Foreign Policy writes about the "blog war" propaganda aspect of the war between Russia and Georgia, referring to a bunch of—TREND!—largely anonymous Russian bloggers and commenters leaving comments of varying political rhetoric on websites. Don't get so excited, guys; nothing new here. Old-timey journalists talked in-person to actual people fleeing wars at train stations and the like, instead of trolling websites for the ramblings of people who, for all we know, are the digital equivalent of the wackjob coots who write polemical letters to the local paper.
That's not to say that online commenters are any more or less accurate than their real live predecessors—civilians during previous wars often didn't have any insight or even eyewitness accounts of the situation they were escaping.
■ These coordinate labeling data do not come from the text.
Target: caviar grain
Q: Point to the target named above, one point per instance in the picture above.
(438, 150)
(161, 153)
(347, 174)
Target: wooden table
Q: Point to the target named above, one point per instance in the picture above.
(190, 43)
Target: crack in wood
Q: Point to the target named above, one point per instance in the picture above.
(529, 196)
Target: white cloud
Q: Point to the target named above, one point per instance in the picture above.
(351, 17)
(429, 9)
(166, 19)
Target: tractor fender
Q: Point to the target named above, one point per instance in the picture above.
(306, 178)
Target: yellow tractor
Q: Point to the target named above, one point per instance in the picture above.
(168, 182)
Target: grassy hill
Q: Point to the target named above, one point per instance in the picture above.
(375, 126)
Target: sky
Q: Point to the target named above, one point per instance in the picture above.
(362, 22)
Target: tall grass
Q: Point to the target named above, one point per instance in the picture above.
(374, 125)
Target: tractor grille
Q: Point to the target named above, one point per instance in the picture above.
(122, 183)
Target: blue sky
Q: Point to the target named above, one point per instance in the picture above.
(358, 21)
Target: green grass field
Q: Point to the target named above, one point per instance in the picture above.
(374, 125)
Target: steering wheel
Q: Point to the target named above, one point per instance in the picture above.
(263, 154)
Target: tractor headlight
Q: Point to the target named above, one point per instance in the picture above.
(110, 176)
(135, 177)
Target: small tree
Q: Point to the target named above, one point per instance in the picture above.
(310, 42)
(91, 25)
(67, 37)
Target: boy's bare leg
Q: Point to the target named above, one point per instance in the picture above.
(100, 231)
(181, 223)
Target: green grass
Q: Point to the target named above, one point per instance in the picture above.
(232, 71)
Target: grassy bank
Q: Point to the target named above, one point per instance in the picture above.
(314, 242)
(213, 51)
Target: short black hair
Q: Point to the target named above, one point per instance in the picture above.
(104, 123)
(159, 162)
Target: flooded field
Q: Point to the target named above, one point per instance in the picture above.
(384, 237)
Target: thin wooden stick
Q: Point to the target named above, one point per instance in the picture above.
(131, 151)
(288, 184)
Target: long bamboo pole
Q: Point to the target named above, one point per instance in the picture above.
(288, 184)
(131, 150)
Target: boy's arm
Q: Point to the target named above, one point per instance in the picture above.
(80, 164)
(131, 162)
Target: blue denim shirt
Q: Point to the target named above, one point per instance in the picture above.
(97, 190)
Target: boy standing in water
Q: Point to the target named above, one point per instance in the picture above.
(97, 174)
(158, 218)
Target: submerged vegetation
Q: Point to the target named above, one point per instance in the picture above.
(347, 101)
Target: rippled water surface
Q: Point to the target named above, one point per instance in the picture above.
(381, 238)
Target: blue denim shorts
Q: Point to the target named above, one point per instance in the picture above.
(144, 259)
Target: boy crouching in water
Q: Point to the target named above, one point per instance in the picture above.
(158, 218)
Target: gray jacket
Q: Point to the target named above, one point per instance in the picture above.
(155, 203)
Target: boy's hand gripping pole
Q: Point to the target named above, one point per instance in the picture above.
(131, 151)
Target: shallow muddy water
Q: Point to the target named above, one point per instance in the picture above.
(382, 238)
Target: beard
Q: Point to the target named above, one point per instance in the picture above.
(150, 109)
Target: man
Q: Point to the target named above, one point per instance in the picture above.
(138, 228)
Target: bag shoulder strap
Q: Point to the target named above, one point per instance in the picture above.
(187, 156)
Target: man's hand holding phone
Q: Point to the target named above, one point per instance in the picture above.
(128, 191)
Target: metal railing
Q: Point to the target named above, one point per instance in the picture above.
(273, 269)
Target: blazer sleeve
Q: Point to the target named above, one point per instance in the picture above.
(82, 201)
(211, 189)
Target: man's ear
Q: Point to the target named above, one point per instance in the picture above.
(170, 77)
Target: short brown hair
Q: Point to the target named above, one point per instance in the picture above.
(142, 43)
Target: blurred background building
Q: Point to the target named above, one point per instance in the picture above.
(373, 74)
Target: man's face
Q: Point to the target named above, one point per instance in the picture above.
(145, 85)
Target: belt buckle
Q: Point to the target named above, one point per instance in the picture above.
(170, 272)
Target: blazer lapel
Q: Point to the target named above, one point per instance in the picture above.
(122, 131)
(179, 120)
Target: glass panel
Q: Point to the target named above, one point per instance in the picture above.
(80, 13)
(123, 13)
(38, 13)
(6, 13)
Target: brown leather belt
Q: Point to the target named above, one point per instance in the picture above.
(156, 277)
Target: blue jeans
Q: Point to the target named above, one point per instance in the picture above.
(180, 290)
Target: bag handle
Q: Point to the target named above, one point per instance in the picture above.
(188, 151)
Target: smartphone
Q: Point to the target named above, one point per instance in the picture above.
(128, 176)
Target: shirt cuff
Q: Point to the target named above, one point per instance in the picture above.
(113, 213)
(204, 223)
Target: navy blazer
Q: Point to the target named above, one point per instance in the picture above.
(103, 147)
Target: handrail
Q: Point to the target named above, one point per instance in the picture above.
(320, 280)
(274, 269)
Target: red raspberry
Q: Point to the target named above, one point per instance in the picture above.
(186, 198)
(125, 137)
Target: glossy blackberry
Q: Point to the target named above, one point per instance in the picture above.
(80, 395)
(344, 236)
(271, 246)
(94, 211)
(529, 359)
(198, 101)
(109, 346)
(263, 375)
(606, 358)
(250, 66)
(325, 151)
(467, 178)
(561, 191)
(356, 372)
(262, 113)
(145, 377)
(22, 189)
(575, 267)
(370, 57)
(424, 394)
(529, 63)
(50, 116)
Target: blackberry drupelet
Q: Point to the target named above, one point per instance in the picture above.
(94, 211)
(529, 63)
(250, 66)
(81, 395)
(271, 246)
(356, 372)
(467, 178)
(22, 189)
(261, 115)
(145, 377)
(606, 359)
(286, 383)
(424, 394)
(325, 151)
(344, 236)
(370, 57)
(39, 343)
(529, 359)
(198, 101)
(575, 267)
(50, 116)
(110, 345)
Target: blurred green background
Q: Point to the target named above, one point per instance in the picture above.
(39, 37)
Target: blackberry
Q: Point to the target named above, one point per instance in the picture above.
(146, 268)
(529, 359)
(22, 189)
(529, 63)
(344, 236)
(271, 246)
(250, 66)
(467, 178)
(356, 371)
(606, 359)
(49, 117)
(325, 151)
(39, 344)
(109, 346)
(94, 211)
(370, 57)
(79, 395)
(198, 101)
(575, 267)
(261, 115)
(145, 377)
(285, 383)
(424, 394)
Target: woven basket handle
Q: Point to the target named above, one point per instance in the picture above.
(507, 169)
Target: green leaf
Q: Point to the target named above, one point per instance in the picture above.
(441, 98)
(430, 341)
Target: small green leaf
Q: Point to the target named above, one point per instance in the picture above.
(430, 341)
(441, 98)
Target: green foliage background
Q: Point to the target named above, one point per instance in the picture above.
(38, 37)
Rumors, propaganda, and paranoia abounds in both the in-person and digital retelling of these stories, only now journalists don't even have to leave the house to get their quotes. Columbia Journalism Review calls the Russian blogosphere a "lively debate," but it reads more like a clusterfuck, much like the actual war itself.
On the other hand, who would've imagined that online-diary website LiveJournal would become the front lines for disseminating information for journalists and citizens blogging from the actual front lines? CJR also reports that while Georgia's access to Russian websites is getting shut down, LiveJournal—popular amongst young Russians—is "accessible because of its .com suffix, rather than the suddenly problematic .ru suffix."